With the arrival of Alberto—the first named storm of the 2006 hurricane season—comes the realization (aha!) that summer travelers will have to face up to unexpected weather glitches. The Wall Street Journal leads us to a few travel companies that are "promising to compensate travelers for plans inconvenienced by bad weather."

Spirit Airlines—the leading low-fare carrier to the Caribbean—is offering a Hurricane Buster Protection Policy.

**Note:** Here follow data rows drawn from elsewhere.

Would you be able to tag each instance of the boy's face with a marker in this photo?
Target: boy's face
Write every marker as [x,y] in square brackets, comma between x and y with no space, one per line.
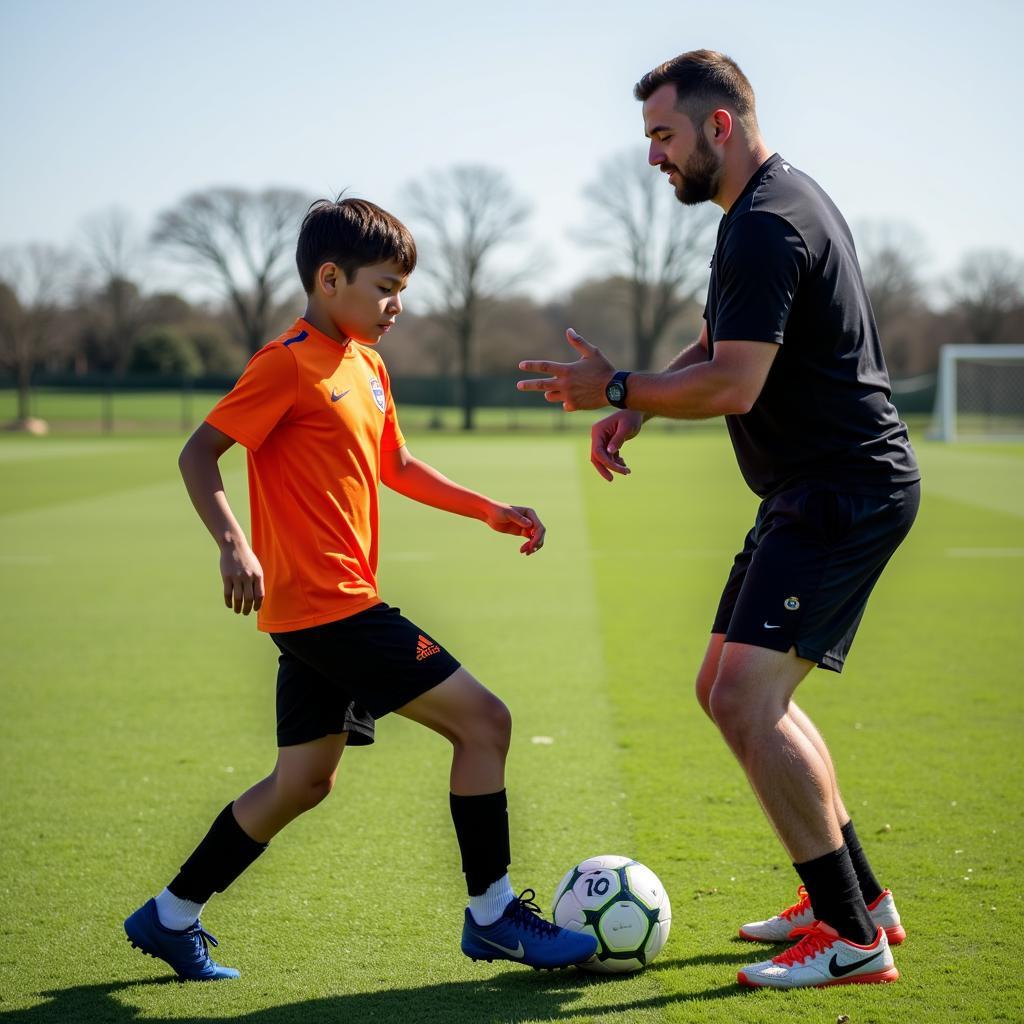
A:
[367,308]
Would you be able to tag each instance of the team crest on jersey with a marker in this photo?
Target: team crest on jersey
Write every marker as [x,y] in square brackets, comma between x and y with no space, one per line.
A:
[377,390]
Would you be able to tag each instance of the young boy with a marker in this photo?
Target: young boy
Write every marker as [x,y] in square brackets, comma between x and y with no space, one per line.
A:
[314,411]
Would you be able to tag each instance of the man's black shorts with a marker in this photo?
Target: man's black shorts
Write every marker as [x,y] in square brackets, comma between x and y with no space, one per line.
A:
[808,566]
[342,676]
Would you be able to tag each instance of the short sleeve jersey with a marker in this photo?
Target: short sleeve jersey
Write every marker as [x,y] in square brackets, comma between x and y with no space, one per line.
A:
[785,271]
[315,417]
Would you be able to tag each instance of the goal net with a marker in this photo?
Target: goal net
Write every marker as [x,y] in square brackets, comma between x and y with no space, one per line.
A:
[980,394]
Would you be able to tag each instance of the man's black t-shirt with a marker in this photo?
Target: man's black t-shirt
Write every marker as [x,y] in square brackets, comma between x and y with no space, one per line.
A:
[785,271]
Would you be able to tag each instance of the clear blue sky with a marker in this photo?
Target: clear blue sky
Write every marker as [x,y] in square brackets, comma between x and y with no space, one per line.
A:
[901,110]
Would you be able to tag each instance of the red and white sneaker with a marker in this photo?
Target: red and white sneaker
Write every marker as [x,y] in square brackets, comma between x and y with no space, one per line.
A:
[786,923]
[822,957]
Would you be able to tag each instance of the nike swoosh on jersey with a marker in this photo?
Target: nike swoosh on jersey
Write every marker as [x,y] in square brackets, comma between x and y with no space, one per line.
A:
[837,970]
[518,952]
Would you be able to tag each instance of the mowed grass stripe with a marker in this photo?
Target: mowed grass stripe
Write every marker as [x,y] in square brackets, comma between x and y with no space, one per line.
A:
[154,707]
[134,707]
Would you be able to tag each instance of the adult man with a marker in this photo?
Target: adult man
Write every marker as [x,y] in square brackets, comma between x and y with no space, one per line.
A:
[790,354]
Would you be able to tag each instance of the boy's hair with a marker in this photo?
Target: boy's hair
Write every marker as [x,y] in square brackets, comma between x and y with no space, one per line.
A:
[704,80]
[350,232]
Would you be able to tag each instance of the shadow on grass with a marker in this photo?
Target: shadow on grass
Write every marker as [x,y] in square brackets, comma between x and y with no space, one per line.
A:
[516,995]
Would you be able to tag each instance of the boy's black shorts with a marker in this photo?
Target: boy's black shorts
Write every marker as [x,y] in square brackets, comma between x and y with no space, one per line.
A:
[342,676]
[808,566]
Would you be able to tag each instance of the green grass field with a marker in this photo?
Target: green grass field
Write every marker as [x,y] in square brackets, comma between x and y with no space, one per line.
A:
[133,707]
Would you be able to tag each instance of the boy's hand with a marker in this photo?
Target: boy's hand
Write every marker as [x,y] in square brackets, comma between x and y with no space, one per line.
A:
[520,521]
[243,578]
[607,437]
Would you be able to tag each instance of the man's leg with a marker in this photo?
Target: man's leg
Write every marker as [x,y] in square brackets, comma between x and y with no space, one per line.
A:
[869,886]
[498,925]
[750,704]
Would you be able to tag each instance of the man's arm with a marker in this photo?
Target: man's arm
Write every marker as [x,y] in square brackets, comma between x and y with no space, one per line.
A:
[240,569]
[692,354]
[729,383]
[408,475]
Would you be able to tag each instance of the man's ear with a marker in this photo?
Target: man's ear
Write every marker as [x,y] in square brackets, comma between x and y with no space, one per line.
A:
[720,125]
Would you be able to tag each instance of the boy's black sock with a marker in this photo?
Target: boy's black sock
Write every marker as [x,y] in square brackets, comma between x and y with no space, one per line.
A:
[835,892]
[869,887]
[481,824]
[224,853]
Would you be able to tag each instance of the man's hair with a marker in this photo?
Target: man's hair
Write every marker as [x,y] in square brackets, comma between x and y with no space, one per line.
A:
[704,80]
[350,232]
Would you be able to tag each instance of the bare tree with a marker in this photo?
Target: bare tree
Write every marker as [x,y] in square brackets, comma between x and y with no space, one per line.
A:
[660,247]
[891,255]
[469,212]
[29,330]
[245,242]
[987,289]
[114,260]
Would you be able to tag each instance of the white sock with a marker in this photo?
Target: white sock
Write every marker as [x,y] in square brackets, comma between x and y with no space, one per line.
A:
[175,913]
[487,907]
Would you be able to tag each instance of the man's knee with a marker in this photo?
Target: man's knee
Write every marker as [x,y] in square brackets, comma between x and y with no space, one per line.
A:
[709,673]
[705,685]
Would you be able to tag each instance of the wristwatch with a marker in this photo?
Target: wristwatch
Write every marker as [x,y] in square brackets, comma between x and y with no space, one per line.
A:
[614,390]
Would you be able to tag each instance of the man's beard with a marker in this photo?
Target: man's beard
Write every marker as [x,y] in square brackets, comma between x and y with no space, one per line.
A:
[700,176]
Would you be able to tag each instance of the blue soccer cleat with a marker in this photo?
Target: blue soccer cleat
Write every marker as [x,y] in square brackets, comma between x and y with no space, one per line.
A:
[522,936]
[186,952]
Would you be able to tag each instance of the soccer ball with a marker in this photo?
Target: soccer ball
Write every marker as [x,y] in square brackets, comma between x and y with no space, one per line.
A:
[623,904]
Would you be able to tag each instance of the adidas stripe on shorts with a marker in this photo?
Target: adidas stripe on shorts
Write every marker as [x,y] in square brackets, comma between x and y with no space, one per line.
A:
[342,676]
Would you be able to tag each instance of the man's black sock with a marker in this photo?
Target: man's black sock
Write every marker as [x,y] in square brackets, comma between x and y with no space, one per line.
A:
[836,898]
[224,853]
[481,825]
[869,887]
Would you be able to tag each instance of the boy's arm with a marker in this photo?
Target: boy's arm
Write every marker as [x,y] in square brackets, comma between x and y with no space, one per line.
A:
[240,568]
[406,474]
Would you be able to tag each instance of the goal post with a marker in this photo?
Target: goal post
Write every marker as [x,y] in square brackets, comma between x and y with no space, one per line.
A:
[980,393]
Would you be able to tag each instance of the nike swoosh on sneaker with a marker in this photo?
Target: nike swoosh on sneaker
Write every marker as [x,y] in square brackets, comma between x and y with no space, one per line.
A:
[518,952]
[837,970]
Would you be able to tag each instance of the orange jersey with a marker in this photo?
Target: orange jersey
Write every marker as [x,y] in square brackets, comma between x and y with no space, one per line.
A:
[314,417]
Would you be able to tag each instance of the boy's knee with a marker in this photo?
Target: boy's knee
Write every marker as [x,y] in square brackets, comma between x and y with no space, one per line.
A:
[491,725]
[305,794]
[498,721]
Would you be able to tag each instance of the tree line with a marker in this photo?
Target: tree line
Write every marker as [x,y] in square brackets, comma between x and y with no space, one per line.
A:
[96,306]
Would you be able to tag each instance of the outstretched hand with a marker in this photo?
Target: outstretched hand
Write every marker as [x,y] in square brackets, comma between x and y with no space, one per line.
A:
[607,437]
[576,385]
[520,521]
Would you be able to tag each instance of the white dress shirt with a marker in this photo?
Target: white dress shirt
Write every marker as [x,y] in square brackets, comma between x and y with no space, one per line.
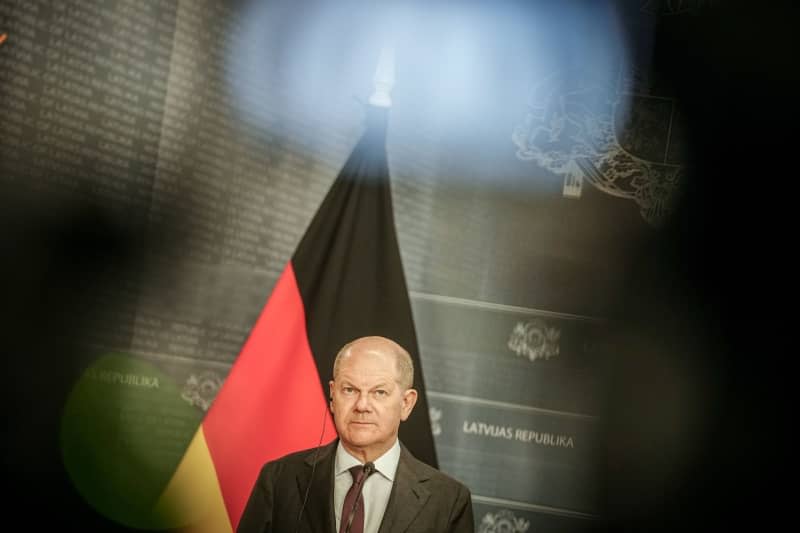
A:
[376,489]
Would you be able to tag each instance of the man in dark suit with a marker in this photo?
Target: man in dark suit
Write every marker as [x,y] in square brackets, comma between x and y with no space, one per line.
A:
[366,481]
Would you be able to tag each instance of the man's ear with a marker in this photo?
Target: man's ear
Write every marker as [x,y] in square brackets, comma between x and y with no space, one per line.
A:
[409,401]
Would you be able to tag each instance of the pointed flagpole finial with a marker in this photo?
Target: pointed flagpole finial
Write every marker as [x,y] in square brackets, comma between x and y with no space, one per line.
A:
[384,79]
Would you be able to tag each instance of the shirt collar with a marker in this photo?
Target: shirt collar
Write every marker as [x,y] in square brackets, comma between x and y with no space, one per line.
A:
[386,464]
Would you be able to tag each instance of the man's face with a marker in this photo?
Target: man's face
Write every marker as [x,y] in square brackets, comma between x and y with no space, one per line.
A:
[367,401]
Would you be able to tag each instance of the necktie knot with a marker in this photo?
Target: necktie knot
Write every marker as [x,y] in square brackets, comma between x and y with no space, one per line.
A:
[357,472]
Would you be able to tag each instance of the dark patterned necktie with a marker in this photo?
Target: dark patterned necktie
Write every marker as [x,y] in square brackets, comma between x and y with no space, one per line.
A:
[355,518]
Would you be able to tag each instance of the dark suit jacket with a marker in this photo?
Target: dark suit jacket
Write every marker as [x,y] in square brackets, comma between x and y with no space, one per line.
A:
[423,500]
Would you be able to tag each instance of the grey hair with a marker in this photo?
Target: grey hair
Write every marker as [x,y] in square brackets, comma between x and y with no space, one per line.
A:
[402,359]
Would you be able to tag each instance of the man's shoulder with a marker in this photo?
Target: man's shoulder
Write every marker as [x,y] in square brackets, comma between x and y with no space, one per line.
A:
[301,457]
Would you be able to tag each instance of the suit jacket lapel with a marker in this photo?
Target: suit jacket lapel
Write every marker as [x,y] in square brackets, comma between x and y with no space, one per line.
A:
[318,513]
[407,498]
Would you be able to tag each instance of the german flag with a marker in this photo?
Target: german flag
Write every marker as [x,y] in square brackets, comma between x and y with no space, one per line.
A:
[344,281]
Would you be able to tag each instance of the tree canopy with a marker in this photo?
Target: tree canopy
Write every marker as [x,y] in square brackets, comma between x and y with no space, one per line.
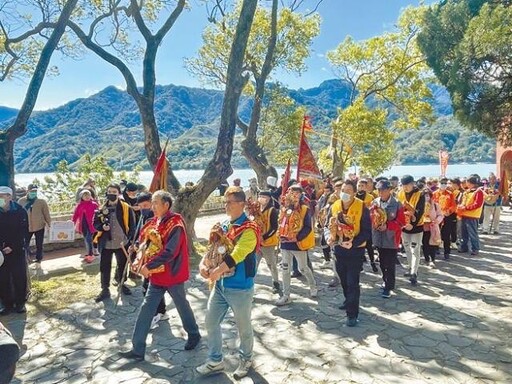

Customers who hold tickets to/from an airport located in a hurricane watch zone will be allowed to change reservations without paying the usual $50 fee.

Discovery Cruise Line—a company that offers one-day cruises from Florida to the Bahamas—assures customers that they will not lose their deposits in the event of cancellations due to a hurricane. Customers can cancel or rebook trips free of charge if a hurricane watch or warning is posted for their departure or arrival location. Also, if such a watch occurs while the traveler is already at their destination, they are allowed to return from the island at an earlier date than their booking.

Partnering with the Bermuda Hotel Association, 16 of the island's resorts are offering the Hurricane Guarantee program. If a hurricane is predicted to approach within 200 miles (322 kilometers) of Bermuda within five days, travelers may cancel their hotel reservations without penalty. "In the event that the island is directly affected by a hurricane (as determined by the Bermuda Weather Service) during the guest's stay in Bermuda," states their website, "the participating hotel will not charge for rooms, food and beverage or other essential services for any period of time that the participating hotel's normal services are not available."

IT's simple solution:
Insure your trip the way Emily does, by vacationing in land-locked, drought-prone, mountainous Utah.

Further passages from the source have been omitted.